Contexte. Pour son premier grand discours de candidat, au Bourget, François Hollande a annoncé une série de mesures-phare sur le logement, la sécurité ou le financement de l’économie. S’il est élu, il fera aussi voter une loi séparant les activités de dépôt et d’investissement des banques, encadrera les bonus et en terminera avec les stock-options.
Mode d’emploi. Les stock-options permettent à des dirigeants et aux salariés d'une entreprise d'acheter des actions de celle-ci à une date et un prix fixés à l'avance. Le prix est en général inférieur à celui du marché et permet d’envisager un bénéfice à la revente. A la fin des années 90, les dérives se sont multipliées.En France, aujourd’hui, la moitié des plans de stock-options est attribuée à des dirigeants d’entreprises, stock-options qui représentent souvent plus de 50% du salaire de base.
Moralisation. L’opinion publique ne supporte plus les niveaux de rémunération de certains grands patrons, l’affaire Proglio en a été un révélateur. Avec cette promesse de supprimer les stock-options, le candidat Hollande montre qu’il n’est pas sourd à cette revendication.
Exceptions. Les entreprises innovantes utilisent le système des stock-options pour attirer des talents qu’elles ne peuvent rémunérer en raison de la faiblesse de leurs ressources financières. François Hollande dit qu’il préservera ce mécanisme pour “les entreprises qui naissent”. Une manière de cantonner les nouvelles stock-options au périmètre défini en 1997 par Dominique Strauss-Kahn, à savoir les bons de souscriptions de parts de créateurs d'entreprise ?
Selon vous, est-il souhaitable de légiférer sur les stock-options ?
L’option Fillon : interdiction provisoire et ciblée. Ce n’est pas la première fois que les stocks options sont sur la sellette. Le 30 septembre 2009, François Fillon présentait un décret exigeant des dirigeants des grandes banques, des constructeurs automobiles aidés par l'Etat et des entreprises à capitaux publics ainsi que celles soutenues par le Fonds stratégique d'investissement (FSI) qu’ils renoncent aux stock-options et aux actions gratuites jusqu’à la fin 2010.
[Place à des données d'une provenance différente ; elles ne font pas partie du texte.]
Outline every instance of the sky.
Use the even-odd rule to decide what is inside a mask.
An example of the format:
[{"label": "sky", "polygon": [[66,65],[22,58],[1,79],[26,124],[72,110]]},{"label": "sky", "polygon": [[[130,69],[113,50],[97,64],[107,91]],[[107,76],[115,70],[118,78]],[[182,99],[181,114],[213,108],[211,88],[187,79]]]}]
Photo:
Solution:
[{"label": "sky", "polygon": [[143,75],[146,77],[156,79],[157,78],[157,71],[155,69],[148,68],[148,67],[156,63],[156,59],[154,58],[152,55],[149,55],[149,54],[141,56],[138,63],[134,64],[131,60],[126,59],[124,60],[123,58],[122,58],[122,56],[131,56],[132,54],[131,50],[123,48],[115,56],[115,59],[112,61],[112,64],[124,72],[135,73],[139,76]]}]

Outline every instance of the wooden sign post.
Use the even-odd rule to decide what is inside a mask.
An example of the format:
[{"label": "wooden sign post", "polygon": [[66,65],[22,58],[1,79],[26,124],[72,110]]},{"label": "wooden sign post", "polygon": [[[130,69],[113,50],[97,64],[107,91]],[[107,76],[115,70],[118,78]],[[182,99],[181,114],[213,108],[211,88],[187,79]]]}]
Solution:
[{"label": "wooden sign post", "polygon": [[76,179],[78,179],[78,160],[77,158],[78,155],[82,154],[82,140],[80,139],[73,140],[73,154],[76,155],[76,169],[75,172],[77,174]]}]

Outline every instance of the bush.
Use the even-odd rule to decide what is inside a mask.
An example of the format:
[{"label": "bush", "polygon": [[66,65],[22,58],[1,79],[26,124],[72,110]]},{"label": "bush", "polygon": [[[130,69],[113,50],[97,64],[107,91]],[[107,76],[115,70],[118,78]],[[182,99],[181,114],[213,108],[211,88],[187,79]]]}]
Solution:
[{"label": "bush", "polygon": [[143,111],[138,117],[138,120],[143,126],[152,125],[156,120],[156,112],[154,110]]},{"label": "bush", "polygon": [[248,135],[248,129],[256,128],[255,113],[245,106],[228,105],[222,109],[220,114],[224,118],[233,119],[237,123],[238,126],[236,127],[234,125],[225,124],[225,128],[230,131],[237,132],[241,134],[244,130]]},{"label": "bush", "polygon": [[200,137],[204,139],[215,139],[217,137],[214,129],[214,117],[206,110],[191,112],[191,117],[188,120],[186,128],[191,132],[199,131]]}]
L’option Montebourg. Hollande, en prônant la fin des stock-options, reprend à son compte une proposition défendue par le député de Saône-et-Loire qui y ajoutait la suppression des actions gratuites. Pour Fillon, une telle initiative n'aurait "aucune réalité technique, économique, sauf à vouloir naturellement réglementer toutes les rémunérations (...), mais on entre dans un autre modèle économique" (Le Monde).
Le cas Gallois. Par le passé, certains grands patrons se sont dits favorables à la disparition des stock-options. Ce fut le cas de Louis Gallois, qui en 2007 après le scandale EADS, a souhaité le remplacement des stock-options par la distribution d’actions gratuites.
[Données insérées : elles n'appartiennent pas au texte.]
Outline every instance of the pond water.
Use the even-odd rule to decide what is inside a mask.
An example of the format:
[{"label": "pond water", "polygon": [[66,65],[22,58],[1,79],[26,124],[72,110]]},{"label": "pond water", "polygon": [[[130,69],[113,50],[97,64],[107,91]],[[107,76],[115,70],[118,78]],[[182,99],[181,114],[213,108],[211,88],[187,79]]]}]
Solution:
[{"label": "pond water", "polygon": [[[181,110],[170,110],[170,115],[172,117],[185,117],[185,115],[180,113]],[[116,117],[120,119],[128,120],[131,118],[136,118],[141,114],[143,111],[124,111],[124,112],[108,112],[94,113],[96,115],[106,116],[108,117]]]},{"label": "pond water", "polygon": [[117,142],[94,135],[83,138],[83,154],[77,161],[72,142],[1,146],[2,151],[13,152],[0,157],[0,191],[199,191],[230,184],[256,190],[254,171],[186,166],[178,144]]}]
Alternative. Une autre manière de moraliser les stocks options, défendue par l’association Croissance Plus, serait non pas de les interdire ou de les réserver à certaines circonstances, mais d’inciter fiscalement les entreprises à généraliser à un maximum de salariés sinon à tous les salariés les plans de stocks options.
Alors, on fait quoi ? Sur cette réforme hautement symbolique, aidez François Hollande à décider où il convient de placer le curseur…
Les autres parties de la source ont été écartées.